What gives him joy these days?

“Making stuff,” he said — whether that is creating a show for kids about the Bible or writing songs or researching a video about church history. He enjoys the process of research and writing and then picking up his guitar and ukulele and getting to work. It’s been like that ever since he was a kid.

“I just wanted to sit in the basement and make things,” he said.

If he could talk to his younger self, he’d give a simple message: Slow the heck down.

“It’s not a race,” he said. “God will accomplish what God wants to accomplish. You don’t have to run yourself ragged trying to help him.
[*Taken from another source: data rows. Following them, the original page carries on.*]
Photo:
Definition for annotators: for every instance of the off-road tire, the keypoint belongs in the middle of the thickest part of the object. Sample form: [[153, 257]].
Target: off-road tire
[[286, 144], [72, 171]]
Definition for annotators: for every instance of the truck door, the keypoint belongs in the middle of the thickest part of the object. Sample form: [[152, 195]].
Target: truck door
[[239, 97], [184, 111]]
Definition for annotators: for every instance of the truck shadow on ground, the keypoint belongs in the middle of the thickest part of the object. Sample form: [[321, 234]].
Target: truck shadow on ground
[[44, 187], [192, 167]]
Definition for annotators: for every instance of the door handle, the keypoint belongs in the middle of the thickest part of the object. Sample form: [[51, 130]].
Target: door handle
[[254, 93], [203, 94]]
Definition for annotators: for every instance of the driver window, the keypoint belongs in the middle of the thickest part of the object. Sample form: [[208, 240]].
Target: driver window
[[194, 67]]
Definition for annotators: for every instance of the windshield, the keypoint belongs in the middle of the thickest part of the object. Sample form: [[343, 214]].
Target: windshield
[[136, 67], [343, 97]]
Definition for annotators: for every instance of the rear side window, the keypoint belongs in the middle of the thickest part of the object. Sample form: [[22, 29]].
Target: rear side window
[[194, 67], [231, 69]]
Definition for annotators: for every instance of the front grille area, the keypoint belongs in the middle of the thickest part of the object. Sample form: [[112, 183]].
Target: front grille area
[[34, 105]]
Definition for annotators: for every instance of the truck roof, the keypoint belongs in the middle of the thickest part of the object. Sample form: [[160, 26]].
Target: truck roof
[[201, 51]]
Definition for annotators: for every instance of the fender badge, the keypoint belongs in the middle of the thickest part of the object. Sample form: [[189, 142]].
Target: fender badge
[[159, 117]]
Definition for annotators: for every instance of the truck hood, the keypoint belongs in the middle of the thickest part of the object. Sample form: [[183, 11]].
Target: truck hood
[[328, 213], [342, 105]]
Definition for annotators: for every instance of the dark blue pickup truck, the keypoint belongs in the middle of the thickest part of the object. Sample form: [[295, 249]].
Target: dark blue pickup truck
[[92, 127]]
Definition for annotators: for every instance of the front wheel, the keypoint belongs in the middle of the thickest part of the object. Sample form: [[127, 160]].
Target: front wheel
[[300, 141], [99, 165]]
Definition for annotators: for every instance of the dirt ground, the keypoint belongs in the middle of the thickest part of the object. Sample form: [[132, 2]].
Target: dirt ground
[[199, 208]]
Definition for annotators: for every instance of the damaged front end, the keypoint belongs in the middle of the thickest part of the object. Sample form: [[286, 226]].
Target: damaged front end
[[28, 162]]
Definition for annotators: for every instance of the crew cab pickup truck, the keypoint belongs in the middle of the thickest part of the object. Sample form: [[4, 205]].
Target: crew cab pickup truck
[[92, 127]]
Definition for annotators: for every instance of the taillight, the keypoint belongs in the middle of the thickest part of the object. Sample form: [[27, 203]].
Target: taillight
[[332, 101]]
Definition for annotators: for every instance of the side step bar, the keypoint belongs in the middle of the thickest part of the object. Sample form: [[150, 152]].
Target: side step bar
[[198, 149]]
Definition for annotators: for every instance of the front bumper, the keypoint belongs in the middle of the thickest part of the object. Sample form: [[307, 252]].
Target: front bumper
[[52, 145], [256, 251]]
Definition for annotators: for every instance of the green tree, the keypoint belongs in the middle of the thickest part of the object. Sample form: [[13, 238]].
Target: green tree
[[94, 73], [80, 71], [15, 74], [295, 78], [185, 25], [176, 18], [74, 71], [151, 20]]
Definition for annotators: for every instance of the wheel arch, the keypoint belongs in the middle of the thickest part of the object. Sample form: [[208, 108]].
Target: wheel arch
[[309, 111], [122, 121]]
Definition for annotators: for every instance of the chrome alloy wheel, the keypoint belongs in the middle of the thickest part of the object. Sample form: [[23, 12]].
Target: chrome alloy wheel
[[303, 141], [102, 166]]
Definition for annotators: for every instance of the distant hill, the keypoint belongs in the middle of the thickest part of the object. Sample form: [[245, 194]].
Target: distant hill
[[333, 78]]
Vischer has seen hope for the evangelical movement in his home church. He and co-host Jethani were both members of an older, mostly white Christian and Missionary Alliance congregation that had been in decline for a number of years and had a building that was too big for them.


The church’s future was uncertain.

One day, a denominational leader came to the church with a suggestion. Not far away was another CMA congregation, a growing second-generation immigrant Asian church. What if, the denominational leader asked, the two churches merged?

After two years of prayer and discussion, the two congregations did just that. Today the church is back to about 1,000 people from diverse backgrounds, including Latino and African American families as well as a ton of college students.

Vischer was an elder during the time of the merger, which included a name change. His job during the merger was to urge other white members to do all they could to make the merger work.

“As the dominant culture, we have to bend more,” he said.

Not everything is perfect. The newly merged congregation had to figure out everything from its governance and worship to church potlucks and whether to put up a Black Lives Matter sign at the church.

But a church that was once declining is now growing and has a future.

“It’s been fun,” he said. “That’s what gives me hope. It’s OK if we follow Jesus and let the chips fall where they may.”